Mutton mince mixed with simple masala's, shaped into kabab's and shallow-fried. This is a Sanjeev Kapoor exclusive recipe.

New Update
1976 Lamb Kababs

Advertisment
Main Ingredients Mutton mince (keema), Ginger-garlic paste
Cuisine Indian
Course Snacks and Starters
Prep Time 0-5 minutes
Cook time 11-15 minutes
Serve 4
Taste Mild
Level of Cooking Easy
Others Non Veg

Ingredients list for 1976 Lamb Kababs

  • 450 grams Mutton mince (keema)
  • 2 tablespoons Ginger-garlic paste
  • 1 teaspoon Cumin powder
  • ½ teaspoon Turmeric powder
  • ½ teaspoon Peppercorns ground
  • to taste Salt
  • Lemon juice of 1 lemon
  • ¼ cup Onion chopped
  • as required Fresh coriander sprigs
  • as required Fresh mint sprigs
  • to shallow fry Oil
  • to serve Onion rings
  • to serve Lemon slices

Method

  1. Mix mutton mince, ginger-garlic paste, cumin powder, turmeric powder, ground peppercorns, salt, lemon juice and onion in a bowl.
  2. Chop few coriander and mint sprigs and add.

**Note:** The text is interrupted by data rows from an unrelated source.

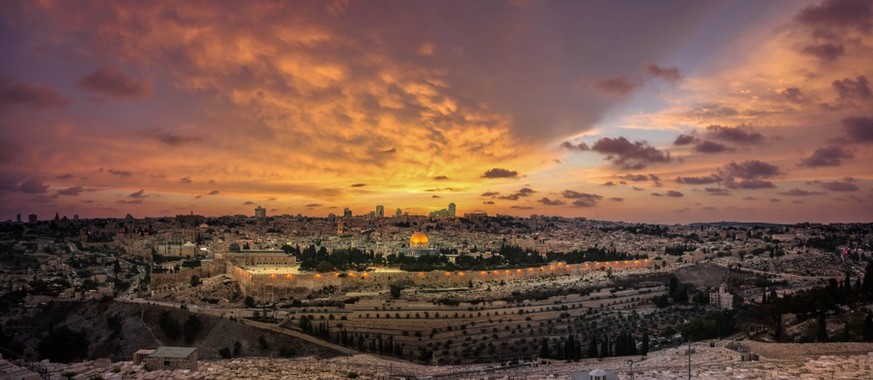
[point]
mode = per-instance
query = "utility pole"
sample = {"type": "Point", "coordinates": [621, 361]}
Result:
{"type": "Point", "coordinates": [689, 359]}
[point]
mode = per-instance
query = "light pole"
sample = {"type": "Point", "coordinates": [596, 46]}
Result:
{"type": "Point", "coordinates": [689, 359]}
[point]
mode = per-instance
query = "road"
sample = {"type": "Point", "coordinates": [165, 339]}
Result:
{"type": "Point", "coordinates": [241, 314]}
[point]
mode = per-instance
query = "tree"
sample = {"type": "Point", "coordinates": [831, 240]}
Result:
{"type": "Point", "coordinates": [395, 290]}
{"type": "Point", "coordinates": [867, 285]}
{"type": "Point", "coordinates": [822, 335]}
{"type": "Point", "coordinates": [191, 328]}
{"type": "Point", "coordinates": [868, 329]}
{"type": "Point", "coordinates": [169, 325]}
{"type": "Point", "coordinates": [224, 352]}
{"type": "Point", "coordinates": [592, 347]}
{"type": "Point", "coordinates": [645, 346]}
{"type": "Point", "coordinates": [64, 345]}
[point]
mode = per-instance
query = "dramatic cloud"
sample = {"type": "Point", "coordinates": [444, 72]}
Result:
{"type": "Point", "coordinates": [717, 191]}
{"type": "Point", "coordinates": [550, 202]}
{"type": "Point", "coordinates": [30, 95]}
{"type": "Point", "coordinates": [859, 129]}
{"type": "Point", "coordinates": [794, 94]}
{"type": "Point", "coordinates": [71, 191]}
{"type": "Point", "coordinates": [751, 169]}
{"type": "Point", "coordinates": [112, 82]}
{"type": "Point", "coordinates": [845, 185]}
{"type": "Point", "coordinates": [711, 147]}
{"type": "Point", "coordinates": [628, 155]}
{"type": "Point", "coordinates": [795, 192]}
{"type": "Point", "coordinates": [32, 186]}
{"type": "Point", "coordinates": [523, 192]}
{"type": "Point", "coordinates": [838, 14]}
{"type": "Point", "coordinates": [138, 194]}
{"type": "Point", "coordinates": [669, 74]}
{"type": "Point", "coordinates": [500, 173]}
{"type": "Point", "coordinates": [619, 86]}
{"type": "Point", "coordinates": [752, 184]}
{"type": "Point", "coordinates": [826, 52]}
{"type": "Point", "coordinates": [737, 135]}
{"type": "Point", "coordinates": [684, 140]}
{"type": "Point", "coordinates": [173, 139]}
{"type": "Point", "coordinates": [581, 147]}
{"type": "Point", "coordinates": [858, 89]}
{"type": "Point", "coordinates": [712, 178]}
{"type": "Point", "coordinates": [582, 199]}
{"type": "Point", "coordinates": [671, 193]}
{"type": "Point", "coordinates": [827, 156]}
{"type": "Point", "coordinates": [120, 173]}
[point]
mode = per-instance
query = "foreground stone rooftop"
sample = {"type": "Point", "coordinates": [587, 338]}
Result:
{"type": "Point", "coordinates": [785, 362]}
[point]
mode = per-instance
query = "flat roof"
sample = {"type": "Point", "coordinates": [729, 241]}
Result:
{"type": "Point", "coordinates": [173, 352]}
{"type": "Point", "coordinates": [271, 269]}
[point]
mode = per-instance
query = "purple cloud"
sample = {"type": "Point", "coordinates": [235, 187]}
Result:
{"type": "Point", "coordinates": [112, 82]}
{"type": "Point", "coordinates": [669, 74]}
{"type": "Point", "coordinates": [500, 173]}
{"type": "Point", "coordinates": [31, 95]}
{"type": "Point", "coordinates": [827, 156]}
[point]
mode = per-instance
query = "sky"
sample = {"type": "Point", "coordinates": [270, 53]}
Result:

Mix well.
  3. Heat oil in a non-stick pan.
  4. Divide the mince mixture into equal portions and shape them into long or round kababs.
  5. Place kababs in the pan and shallow-fry, turning sides, on medium heat till evenly done from all sides.
  6. Serve hot with onion rings, lemon slices and coriander sprigs.